Trust, wills, and beneficiaries. If these words and concepts seem daunting, they needn’t be. In fact, quite the contrary is true. They should help ease your mind. To explore these options and establish a solid estate plan is one way to ensure that whatever you leave behind is what you want.
Two local attorneys were called upon to provide some insight on how easily philanthropy can be incorporated into the planning process. According to Nate Olson, a simple question often gets it started; “Where is it all going to go in the end?” Then, if a client doesn’t have an answer, he often broaches the topic of philanthropy and works with the Oshkosh Area Community Foundation to explore options.
One of the goals for Nate and Julie in the planning process is to keep an estate plan relatively simple.
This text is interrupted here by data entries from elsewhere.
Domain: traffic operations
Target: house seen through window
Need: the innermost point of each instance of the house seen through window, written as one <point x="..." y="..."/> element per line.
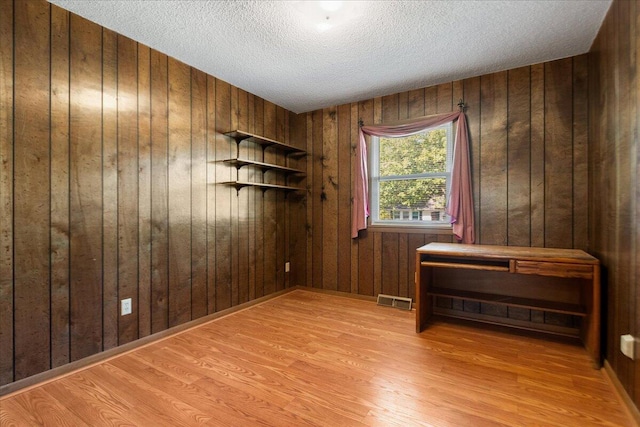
<point x="410" y="178"/>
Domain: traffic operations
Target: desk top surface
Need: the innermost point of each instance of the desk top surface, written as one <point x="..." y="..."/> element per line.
<point x="508" y="252"/>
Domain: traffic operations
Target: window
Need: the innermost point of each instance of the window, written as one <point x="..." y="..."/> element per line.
<point x="410" y="178"/>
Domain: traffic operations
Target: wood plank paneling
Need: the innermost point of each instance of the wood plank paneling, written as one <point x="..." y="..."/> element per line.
<point x="159" y="194"/>
<point x="614" y="193"/>
<point x="6" y="192"/>
<point x="518" y="157"/>
<point x="31" y="200"/>
<point x="537" y="156"/>
<point x="259" y="204"/>
<point x="127" y="188"/>
<point x="558" y="163"/>
<point x="144" y="191"/>
<point x="318" y="195"/>
<point x="269" y="207"/>
<point x="211" y="194"/>
<point x="179" y="177"/>
<point x="86" y="206"/>
<point x="59" y="187"/>
<point x="198" y="194"/>
<point x="493" y="159"/>
<point x="266" y="225"/>
<point x="329" y="201"/>
<point x="507" y="115"/>
<point x="224" y="149"/>
<point x="110" y="308"/>
<point x="116" y="165"/>
<point x="580" y="131"/>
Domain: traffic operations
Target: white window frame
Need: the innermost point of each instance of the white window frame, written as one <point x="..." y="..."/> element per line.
<point x="375" y="179"/>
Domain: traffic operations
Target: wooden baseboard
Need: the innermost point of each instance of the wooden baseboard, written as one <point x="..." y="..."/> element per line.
<point x="631" y="408"/>
<point x="337" y="293"/>
<point x="79" y="365"/>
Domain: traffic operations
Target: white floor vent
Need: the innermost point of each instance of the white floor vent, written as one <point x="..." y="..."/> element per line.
<point x="393" y="301"/>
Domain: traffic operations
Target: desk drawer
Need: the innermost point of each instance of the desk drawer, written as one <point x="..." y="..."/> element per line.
<point x="555" y="269"/>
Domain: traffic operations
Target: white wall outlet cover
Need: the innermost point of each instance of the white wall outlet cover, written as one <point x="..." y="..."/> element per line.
<point x="125" y="307"/>
<point x="627" y="346"/>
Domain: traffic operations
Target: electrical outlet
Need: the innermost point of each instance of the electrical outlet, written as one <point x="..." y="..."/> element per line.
<point x="125" y="307"/>
<point x="627" y="344"/>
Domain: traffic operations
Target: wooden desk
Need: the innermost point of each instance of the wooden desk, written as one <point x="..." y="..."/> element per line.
<point x="527" y="285"/>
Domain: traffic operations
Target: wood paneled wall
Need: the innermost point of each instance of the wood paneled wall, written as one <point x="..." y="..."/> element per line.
<point x="614" y="126"/>
<point x="528" y="129"/>
<point x="109" y="155"/>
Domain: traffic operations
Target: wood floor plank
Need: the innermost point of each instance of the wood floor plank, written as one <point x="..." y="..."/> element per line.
<point x="311" y="358"/>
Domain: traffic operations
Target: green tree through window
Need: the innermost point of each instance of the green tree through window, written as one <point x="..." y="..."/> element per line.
<point x="411" y="176"/>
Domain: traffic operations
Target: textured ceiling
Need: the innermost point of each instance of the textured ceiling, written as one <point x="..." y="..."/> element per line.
<point x="275" y="50"/>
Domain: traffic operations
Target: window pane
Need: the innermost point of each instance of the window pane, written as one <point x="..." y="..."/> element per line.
<point x="413" y="199"/>
<point x="425" y="152"/>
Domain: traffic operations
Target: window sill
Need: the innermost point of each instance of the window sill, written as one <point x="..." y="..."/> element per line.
<point x="434" y="229"/>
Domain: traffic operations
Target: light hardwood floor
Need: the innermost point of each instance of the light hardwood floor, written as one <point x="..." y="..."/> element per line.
<point x="308" y="358"/>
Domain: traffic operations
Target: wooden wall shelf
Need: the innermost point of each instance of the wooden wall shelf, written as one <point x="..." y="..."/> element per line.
<point x="240" y="135"/>
<point x="240" y="184"/>
<point x="289" y="150"/>
<point x="545" y="280"/>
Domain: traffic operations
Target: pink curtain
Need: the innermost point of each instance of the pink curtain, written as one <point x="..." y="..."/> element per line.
<point x="460" y="203"/>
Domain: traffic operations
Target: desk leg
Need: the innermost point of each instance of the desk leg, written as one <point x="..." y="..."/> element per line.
<point x="424" y="302"/>
<point x="591" y="328"/>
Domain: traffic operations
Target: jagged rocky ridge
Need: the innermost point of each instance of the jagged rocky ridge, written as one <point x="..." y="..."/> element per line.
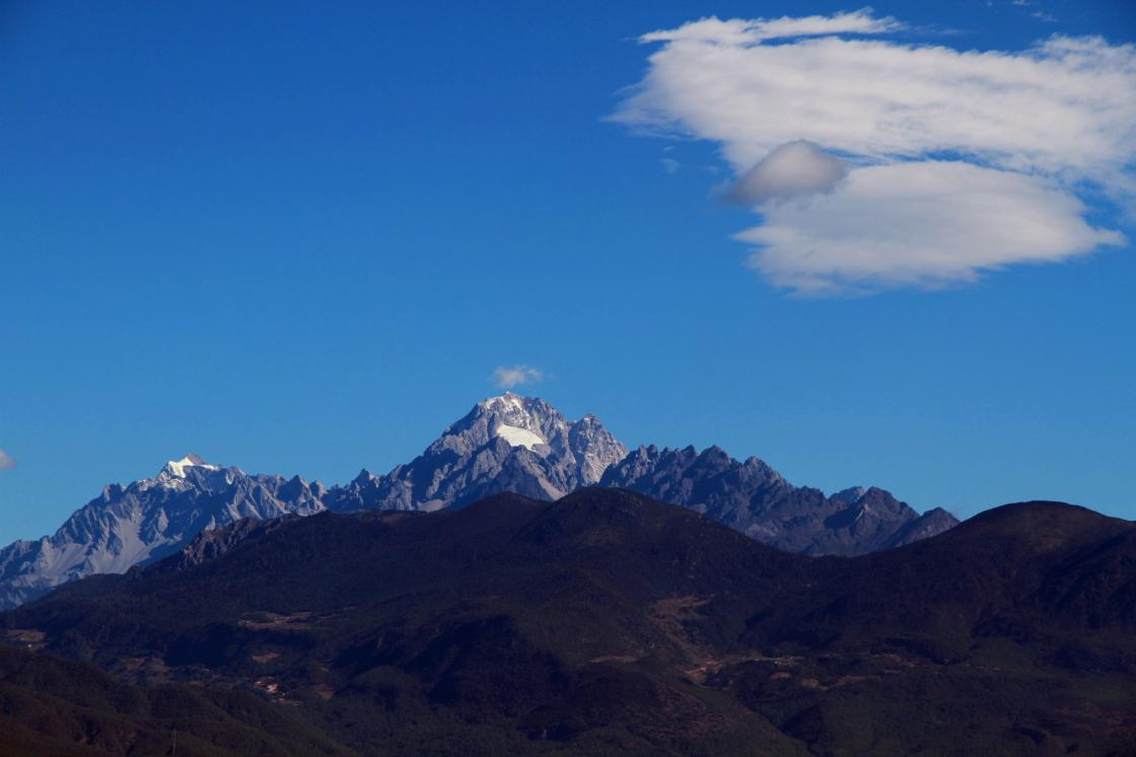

One way to do this is to establish a trust, with yourself as the primary trustee while you are living, and select a secondary trustee, for when you pass. That way, if you choose, you can still benefit from your assets. All of your assets can go into a trust, and from there, upon your death, be distributed as you have indicated. Making sure your beneficiaries are appropriately identified, or establishing a trust, can help avoid the probate process when it comes time to execute your plans. In the ideal situation, Nate suggests getting your team together, including your financial advisor, your accountant, and your attorney to assist you in the planning process and have everyone working on it together.
Both attorneys agree the result of not planning can come at a high cost. For high-net-worth families, federal estate tax liability (at a rate of 40% of the overall net worth) can greatly impact the value of the estate. With proper planning during your lifetime, this tax liability can be avoided altogether through the use of charitable gifts either during life or upon death. It comes down to the very simple choice of leaving part of your wealth and estate to the government or to a charity of your choosing.
Like one of the first questions Nate asks, we invite you to ask yourself, “What will your legacy be?” If there is a cause or charitable program you are passionate about, the time to think about it is now. Advanced planning can give you peace of mind, knowing your affairs are in order. Proper planning will also help minimize confusion and potential conflict regarding the distribution of your assets.